English has a lot of commonly confused words. They either look alike, sound alike or, worst of all, look and sound alike but have completely different meanings. Other words look and sound different but are similar in meaning, and it’s hard to determine which is the correct one in a given context. Here are some examples of confusing words:
Advice / Advise
Advice is an uncountable noun.
Masha gave Alex good advice.
Advise is a verb.
Masha advised Alex not to eat the chicken salad.
Among / Between
Among expresses a collective or loose relationship of several items.
John found a letter hidden among the papers on the desk.

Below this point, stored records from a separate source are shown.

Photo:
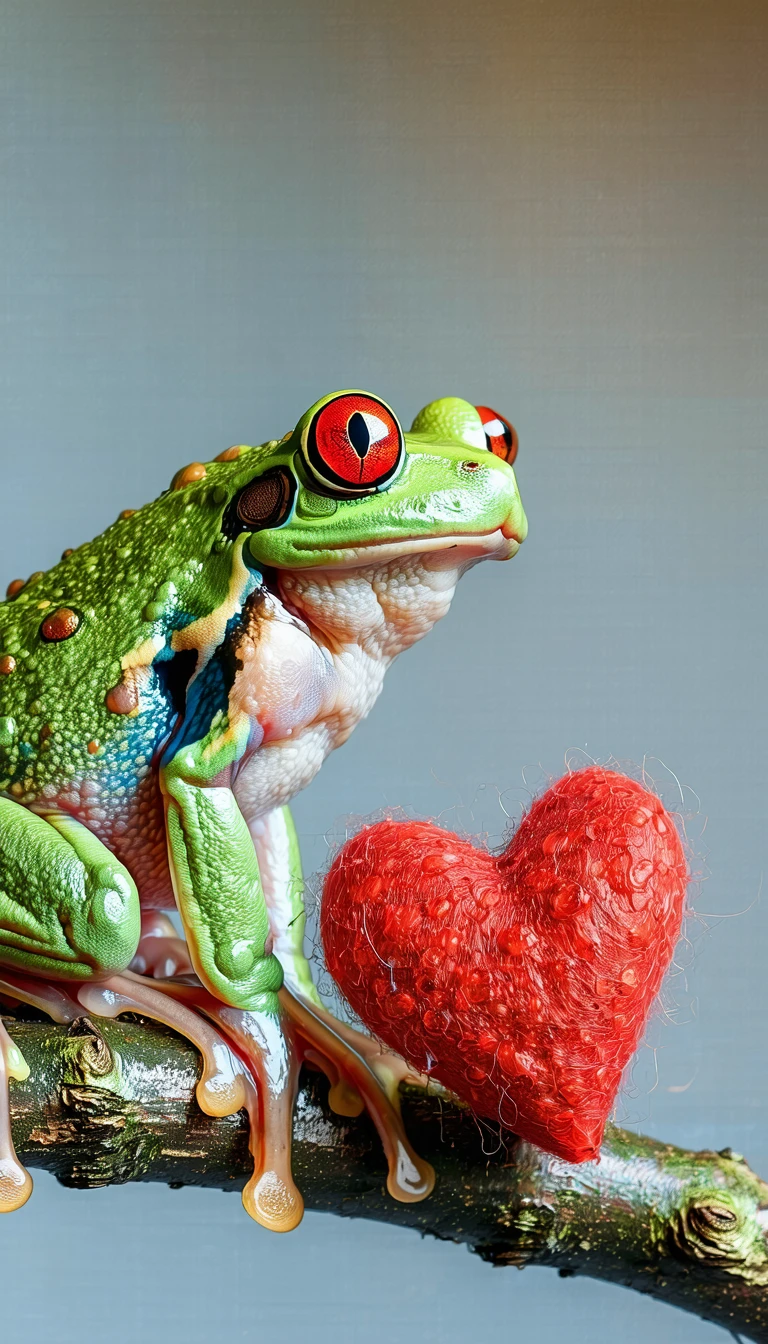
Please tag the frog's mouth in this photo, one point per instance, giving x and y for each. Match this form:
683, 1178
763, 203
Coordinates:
457, 549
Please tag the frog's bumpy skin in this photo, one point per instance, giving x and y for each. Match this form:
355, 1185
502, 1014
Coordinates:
166, 690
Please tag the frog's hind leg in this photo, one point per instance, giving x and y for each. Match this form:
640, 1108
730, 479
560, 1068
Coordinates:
409, 1176
162, 952
362, 1074
15, 1180
69, 910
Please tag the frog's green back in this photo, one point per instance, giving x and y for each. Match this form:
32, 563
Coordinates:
77, 640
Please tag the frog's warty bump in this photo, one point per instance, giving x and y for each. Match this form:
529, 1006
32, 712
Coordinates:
194, 472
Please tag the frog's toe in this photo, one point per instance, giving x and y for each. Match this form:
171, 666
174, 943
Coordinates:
15, 1180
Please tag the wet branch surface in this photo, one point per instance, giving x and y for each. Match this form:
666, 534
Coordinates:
113, 1101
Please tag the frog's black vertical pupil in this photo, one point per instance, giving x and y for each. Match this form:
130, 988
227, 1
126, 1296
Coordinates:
358, 433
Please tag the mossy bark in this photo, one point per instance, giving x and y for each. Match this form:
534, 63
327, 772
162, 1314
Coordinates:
113, 1101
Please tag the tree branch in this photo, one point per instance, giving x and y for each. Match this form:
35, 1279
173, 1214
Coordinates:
113, 1102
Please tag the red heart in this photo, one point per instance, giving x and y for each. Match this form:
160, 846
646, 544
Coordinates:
522, 980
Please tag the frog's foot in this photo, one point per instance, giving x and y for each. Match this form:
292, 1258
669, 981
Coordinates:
15, 988
15, 1180
336, 1048
160, 953
249, 1063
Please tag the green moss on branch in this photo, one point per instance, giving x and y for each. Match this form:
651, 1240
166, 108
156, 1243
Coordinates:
113, 1101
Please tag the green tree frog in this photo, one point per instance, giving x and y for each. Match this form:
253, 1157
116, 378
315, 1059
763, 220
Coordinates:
167, 688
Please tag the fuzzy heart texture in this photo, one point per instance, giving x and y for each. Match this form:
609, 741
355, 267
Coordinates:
521, 980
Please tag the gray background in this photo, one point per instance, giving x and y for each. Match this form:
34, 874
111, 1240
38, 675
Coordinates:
214, 213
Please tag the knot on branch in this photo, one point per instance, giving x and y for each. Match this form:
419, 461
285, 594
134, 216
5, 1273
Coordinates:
92, 1057
718, 1230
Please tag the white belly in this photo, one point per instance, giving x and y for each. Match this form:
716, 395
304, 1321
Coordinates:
307, 702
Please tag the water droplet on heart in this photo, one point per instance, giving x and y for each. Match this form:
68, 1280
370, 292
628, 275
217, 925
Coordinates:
568, 901
475, 985
435, 1022
557, 842
401, 922
439, 862
487, 1043
570, 1092
640, 872
475, 1074
488, 899
636, 817
642, 930
439, 907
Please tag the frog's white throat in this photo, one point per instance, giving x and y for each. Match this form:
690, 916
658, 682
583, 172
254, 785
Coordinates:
382, 609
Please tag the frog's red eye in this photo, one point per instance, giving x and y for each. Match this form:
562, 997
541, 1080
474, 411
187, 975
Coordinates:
501, 437
354, 445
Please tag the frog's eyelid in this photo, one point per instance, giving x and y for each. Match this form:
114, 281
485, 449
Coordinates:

Between expresses the relationship of one thing to another thing or to many other things.
Marcus spent all day carrying messages between John and the other students.
Disinterested / Uninterested
Disinterested means impartial.
A panel of disinterested judges who had never met the contestants before judged the singing contest.
Uninterested means bored or not wanting to be involved with something.
Charles was uninterested in attending Mary’s singing class.
Lay / Lie
To lay means to put or to place.
Chris will lay out her outfit before she goes to bed.
To lie means to recline.
Pam will lie down for a nap.
The past tense of to lay is laid.
Chris laid out her outfit.
The past tense of to lie is lay.
Pam lay down for a nap over an hour ago.